U.S. consumers are in the middle of a tremendous shift in how they enjoy video media. The days of traditional cable television are numbered as more people opt to stream directly from the companies that own the media they crave.
The Motley Fool did a study on the streaming industry, surveying 2,000 Americans to find out what the future might hold for the industry and the stocks impacted by the latest trends. This first-hand information can help investors position their portfolios based on the potential long-term streaming winners.
Here are the top three streaming services by subscriber count, and which streaming stock might generate the best investment returns moving forward.
Streaming in America is a three-horse race
Understandably, media companies broadly understand the trend toward streaming, and this has created a crowded space with everyone rushing to get their streaming service to the market in recent years.
In all, 10 services were listed in this survey, while others were left out, like FuboTV, a streaming-based live TV product. But looking at the data, these three dominate the field:
First Place: Netflix
Netflix (NFLX -1.60%) benefited as the first mover in streaming, evolving from mail-in DVDs to digital content in 2007. Today, it’s the industry’s biggest service, with over 260 paying subscribers worldwide. The company initially leaned on licensing third-party content, but wisely spent years building up original programming to prepare for a time when media companies would hoard their intellectual content for their competing services.
Second Place: Walt Disney
Media giant Walt Disney (DIS -0.76%) didn’t go all-out on streaming until late 2019 when it launched Disney+. However, the company’s unmatched content portfolio has catapulted Disney to near the top. It operates a trio of services, including Disney+ (150 million subscribers), ESPN+ (26 million), and Hulu (48.5 million). That gives Disney a blend of content, sports, and live TV offerings.
Third Place: Amazon
Big tech company Amazon (AMZN -0.17%) has made significant inroads by tying its streaming service into its Amazon Prime membership, which gives customers perks for online shopping. Amazon has over 200 million subscribers via Prime, and the company has invested in its streaming offerings by acquiring MGM for $8.5 billion in 2022, giving it ownership of thousands of television shows and movies. It also jumped into live sports, purchasing broadcasting rights for the National Football League’s (NFL) Thursday Night Football games.

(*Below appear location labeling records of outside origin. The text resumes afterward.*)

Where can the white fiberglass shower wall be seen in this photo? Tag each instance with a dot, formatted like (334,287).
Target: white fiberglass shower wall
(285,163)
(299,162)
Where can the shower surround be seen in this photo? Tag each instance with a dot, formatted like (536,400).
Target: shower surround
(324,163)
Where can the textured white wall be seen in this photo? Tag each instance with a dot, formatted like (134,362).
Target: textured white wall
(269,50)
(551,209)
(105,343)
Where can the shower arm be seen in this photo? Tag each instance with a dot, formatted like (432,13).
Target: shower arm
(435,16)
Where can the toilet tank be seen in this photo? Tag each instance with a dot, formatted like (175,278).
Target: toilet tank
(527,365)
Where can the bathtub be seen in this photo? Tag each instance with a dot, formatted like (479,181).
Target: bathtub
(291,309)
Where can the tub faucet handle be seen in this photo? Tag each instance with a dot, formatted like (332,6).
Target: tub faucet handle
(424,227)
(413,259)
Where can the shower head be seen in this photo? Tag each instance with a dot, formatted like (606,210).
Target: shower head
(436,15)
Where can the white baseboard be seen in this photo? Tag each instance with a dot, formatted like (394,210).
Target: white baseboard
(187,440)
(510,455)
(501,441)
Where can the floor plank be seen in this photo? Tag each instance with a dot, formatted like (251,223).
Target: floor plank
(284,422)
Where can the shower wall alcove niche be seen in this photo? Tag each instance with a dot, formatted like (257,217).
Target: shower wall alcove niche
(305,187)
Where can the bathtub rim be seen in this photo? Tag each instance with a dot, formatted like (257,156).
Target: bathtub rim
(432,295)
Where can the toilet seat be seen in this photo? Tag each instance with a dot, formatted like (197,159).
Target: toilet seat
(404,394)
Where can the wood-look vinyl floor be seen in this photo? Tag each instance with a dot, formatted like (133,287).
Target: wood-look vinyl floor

The next closest streaming service, HBO Max, has a solid 94 million users, but it’s still less than half of third-place Amazon, and the drop off only continues as you move down from the top 10.
How consumers might impact the stocks
It’s looking increasingly likely like streaming is a winner-takes-most type of industry, at least based on what consumers told The Motley Fool. Approximately 62% of those surveyed believe there are too many streaming options, and over a third of respondents have actively reduced their number of streaming services since last year.
Streaming’s original appeal was that desired content was easily accessible, and cutting the cord would save money versus cable. But that’s changed a bit. Media companies are pulling back their best content, locking it behind their respective streaming services. That means your favorite movies or shows are spread across different services, which hurts the consumer experience.
Interestingly, streaming usage peaks in the summer and drops over the holidays. The reason? That’s when live sports and holiday programming peak. The absence of these, especially live sports, remains a weakness for most streaming platforms.
Live sports are still a big draw for viewers, meaning that winning broadcast rights to live sports could be a long-term advantage as companies fight for streaming market share. The NFL dominates U.S. households. According to Nielsen, 93 of the top 100 most-watched TV programs in 2023 were NFL games.
Amazon (Thursday Night Football) and Disney (Monday Night Football) both own broadcasting rights for NFL games, leaving Netflix on the outside looking in. Netflix had its first live event, a special Golf Cup, in late November 2023. The evolution of live sports could play a big role in streaming’s future.
Which stock is the best buy today?
It’s tough to knock any of these three companies. One is the market leader in streaming, while the other two have complementary businesses outside of streaming that give investors additional upside.
Deciding a winner may come down to which stock currently offers the best value and expected growth.
The companies’ forward P/E ratios shows that Disney is currently the cheapest at about 24 times earnings, followed by Netflix at 33, then Amazon at 41. Using consensus long-term analyst estimates, Netflix is projected to grow earnings the fastest, followed by Amazon and Disney.
To make sense of this, I like using the PEG ratio, a favorite metric of famed investor Peter Lynch. The ratio shows how much you pay for a company’s future growth. Based on this, Netflix’s PEG ratio of 1.1 is the most attractive for its prospective growth, followed by Disney’s 1.4, then Amazon’s 1.6.
Long-term investors should look for how Netflix will expand its content library in the future. Adding notable live sports could lock in its substantial market share. For now, its massive audience, attractive valuation, and growth prospects make a solid argument that it’s the streaming stock to own.